Farming: A new lifestyle for urban dwellers

2024-08-23 11:12:29

These days, many young people have taken up urban farming as a new way of life. Balancing work during the weekdays with farming on the weekends, they find solace and healing through cultivation.

In March of this year, Hou Shan, a teacher born in the 1990s, and her boyfriend planted cucumber, corn, and beans in a plot of land on the outskirts of Guiyang city, southwest China’s Guizhou province. During the week, they work in Guiyang, but on weekends, they drive 50 kilometers to tend to their garden and then drive back.

“Farming is addictive because you know that after all the hard work, there will be a harvest,” said Hou, who finds particular joy in watching the rapid growth of corn. Each weekend, she notices how much taller the corn has grown, giving her a sense of accomplishment.

In Beijing’s Haidian district, Liu Jing rents a 16-square-meter plot and often takes a taxi to tend to her vegetables during her free time.

She’s amazed by the vitality of plants. “Cucumbers grow incredibly fast!” Within just over a month, she harvested cucumbers she had grown herself. Liu said that farming brings a unique kind of peace, offering a quiet rural life and a sense of being rewarded. She believes that farming has a therapeutic effect on the stresses of urban life for young people.

For many, farming has become a spiritual outlet.

Living and working far from home, Hou Shan feels that the land connects her more deeply with her roots.
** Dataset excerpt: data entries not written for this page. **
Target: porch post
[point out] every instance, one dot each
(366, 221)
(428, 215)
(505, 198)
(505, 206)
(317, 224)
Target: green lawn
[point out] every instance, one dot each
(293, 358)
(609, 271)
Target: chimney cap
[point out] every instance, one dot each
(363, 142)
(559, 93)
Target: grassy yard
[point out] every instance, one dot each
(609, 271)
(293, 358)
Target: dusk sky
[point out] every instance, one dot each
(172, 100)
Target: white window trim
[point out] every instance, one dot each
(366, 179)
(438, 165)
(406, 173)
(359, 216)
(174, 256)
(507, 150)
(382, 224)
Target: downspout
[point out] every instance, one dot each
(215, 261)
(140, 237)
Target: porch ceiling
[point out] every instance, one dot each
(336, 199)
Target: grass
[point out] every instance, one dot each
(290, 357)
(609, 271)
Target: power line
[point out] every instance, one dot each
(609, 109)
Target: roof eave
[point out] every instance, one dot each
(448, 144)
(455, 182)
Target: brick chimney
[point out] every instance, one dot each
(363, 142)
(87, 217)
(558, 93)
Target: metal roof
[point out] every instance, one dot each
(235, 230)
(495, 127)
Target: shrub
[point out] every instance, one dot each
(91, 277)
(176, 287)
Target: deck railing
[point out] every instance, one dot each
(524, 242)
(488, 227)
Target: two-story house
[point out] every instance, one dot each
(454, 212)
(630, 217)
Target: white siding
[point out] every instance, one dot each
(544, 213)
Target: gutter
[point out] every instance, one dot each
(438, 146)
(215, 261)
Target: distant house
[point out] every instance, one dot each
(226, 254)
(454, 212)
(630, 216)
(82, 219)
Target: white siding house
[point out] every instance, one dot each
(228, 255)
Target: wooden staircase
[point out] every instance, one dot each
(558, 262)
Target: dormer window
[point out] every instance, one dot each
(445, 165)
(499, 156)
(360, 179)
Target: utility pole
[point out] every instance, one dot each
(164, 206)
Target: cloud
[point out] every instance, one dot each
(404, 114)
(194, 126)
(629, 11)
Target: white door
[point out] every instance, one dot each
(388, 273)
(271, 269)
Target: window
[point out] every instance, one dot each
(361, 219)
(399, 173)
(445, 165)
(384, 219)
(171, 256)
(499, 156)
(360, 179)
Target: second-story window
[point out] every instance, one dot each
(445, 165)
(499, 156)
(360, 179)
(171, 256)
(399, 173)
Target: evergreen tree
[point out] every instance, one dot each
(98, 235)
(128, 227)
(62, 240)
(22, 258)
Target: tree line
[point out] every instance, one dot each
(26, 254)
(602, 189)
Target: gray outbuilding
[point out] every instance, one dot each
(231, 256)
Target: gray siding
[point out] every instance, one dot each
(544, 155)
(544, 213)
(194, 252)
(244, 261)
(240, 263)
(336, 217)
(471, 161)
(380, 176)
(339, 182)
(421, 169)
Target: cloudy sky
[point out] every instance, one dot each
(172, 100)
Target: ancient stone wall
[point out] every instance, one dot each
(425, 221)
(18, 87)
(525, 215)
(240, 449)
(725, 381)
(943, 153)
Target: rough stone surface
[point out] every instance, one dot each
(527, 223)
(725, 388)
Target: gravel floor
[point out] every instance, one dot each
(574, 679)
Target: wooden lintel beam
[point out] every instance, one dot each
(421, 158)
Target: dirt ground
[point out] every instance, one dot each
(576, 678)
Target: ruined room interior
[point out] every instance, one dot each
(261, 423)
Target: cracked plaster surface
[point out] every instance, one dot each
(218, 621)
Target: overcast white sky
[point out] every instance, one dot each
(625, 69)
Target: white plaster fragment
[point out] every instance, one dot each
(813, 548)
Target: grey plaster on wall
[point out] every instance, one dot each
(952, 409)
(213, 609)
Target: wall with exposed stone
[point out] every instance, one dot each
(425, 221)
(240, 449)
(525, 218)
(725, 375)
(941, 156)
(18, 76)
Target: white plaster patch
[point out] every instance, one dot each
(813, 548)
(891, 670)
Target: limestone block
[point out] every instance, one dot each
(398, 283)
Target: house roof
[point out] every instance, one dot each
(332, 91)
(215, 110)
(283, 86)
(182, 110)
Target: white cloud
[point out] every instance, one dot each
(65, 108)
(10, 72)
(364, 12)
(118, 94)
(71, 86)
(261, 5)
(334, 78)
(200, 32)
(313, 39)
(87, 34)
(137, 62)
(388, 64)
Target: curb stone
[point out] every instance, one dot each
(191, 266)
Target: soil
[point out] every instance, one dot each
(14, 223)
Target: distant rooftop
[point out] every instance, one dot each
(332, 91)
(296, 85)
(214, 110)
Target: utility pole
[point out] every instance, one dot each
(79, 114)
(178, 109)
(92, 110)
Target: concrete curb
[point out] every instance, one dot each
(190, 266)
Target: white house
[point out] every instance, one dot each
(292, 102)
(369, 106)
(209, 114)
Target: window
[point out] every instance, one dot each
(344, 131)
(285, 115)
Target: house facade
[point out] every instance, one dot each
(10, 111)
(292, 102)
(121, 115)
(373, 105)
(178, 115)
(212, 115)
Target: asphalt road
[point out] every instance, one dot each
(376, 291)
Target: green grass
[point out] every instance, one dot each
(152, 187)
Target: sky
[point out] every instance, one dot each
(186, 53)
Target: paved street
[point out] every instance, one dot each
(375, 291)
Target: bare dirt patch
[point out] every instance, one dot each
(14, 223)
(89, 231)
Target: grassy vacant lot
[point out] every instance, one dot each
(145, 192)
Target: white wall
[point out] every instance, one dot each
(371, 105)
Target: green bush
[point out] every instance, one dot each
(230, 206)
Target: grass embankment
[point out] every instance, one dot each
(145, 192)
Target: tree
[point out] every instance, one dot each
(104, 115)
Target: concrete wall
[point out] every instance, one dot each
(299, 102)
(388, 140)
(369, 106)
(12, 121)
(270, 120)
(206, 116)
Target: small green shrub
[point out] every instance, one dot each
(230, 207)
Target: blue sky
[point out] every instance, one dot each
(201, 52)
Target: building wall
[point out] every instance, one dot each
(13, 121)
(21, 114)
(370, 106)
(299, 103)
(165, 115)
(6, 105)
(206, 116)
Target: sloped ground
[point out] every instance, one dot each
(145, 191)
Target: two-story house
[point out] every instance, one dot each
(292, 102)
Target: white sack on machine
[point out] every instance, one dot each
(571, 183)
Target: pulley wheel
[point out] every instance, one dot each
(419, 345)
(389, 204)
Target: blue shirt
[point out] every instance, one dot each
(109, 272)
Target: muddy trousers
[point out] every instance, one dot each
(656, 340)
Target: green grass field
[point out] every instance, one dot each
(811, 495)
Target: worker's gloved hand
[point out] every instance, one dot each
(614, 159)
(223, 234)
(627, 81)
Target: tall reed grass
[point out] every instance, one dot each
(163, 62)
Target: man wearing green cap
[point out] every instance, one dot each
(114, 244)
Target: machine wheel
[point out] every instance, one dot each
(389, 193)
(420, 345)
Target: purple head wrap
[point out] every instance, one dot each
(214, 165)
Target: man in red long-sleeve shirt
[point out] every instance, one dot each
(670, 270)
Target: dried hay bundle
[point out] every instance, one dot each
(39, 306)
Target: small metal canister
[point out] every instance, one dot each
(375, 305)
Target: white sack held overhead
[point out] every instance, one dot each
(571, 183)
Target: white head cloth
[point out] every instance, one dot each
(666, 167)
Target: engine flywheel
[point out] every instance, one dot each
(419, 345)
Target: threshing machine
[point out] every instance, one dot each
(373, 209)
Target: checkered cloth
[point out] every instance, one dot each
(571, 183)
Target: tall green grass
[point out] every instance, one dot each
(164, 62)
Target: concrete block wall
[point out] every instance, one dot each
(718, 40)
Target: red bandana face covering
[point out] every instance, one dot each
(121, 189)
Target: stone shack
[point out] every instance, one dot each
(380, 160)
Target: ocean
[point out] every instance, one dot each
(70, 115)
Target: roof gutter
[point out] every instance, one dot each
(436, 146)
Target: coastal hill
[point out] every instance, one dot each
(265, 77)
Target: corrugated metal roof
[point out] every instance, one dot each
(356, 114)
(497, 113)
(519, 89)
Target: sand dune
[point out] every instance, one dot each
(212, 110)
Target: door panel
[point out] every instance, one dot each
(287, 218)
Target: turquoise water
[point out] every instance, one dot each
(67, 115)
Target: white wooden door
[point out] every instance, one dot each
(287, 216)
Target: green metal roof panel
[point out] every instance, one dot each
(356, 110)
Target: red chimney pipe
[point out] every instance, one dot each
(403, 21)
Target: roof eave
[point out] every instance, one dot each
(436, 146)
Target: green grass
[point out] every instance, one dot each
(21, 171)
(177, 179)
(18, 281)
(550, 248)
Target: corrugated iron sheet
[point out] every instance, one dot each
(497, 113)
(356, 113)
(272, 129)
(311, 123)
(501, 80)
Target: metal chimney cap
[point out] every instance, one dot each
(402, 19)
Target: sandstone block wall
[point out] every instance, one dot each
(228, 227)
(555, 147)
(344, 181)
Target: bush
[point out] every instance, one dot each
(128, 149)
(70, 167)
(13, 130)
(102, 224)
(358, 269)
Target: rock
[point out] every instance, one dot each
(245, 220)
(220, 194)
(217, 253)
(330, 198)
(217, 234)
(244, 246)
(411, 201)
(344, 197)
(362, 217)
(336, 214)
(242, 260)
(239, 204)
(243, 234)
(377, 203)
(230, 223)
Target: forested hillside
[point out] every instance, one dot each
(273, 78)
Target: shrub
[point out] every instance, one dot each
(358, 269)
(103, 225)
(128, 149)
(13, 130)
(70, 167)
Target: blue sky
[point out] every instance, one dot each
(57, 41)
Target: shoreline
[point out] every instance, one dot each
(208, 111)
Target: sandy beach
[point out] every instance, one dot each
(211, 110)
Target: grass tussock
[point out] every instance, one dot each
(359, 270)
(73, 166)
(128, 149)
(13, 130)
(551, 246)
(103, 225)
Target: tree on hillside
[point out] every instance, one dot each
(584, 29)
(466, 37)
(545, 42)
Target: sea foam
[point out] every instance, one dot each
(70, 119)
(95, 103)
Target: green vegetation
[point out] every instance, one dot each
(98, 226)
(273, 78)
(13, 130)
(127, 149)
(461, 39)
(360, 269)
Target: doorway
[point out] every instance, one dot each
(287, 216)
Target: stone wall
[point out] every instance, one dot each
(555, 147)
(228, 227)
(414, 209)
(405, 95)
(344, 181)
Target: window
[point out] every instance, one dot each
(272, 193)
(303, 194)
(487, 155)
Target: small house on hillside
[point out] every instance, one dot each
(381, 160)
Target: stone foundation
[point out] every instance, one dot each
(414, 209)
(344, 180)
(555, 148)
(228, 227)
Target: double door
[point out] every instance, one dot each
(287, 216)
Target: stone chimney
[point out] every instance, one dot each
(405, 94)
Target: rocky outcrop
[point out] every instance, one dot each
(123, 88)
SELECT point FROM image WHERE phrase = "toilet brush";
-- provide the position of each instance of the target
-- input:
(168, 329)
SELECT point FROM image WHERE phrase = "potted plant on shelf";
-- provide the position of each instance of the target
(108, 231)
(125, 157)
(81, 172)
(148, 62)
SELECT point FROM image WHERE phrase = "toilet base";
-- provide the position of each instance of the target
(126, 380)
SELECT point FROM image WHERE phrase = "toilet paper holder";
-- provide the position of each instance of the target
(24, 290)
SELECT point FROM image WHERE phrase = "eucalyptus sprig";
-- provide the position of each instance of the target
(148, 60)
On a visit home to Guangdong, her parents packed her a box of local specialties, including cassava, taro, and a special type of sweet potato from her hometown.

The box, filled to the brim, weighed over ten kilograms. Hou Shan brought these hometown flavors back to Guiyang, ate some, and planted the rest. While waiting for the harvest, she felt as if a piece of her hometown were close by.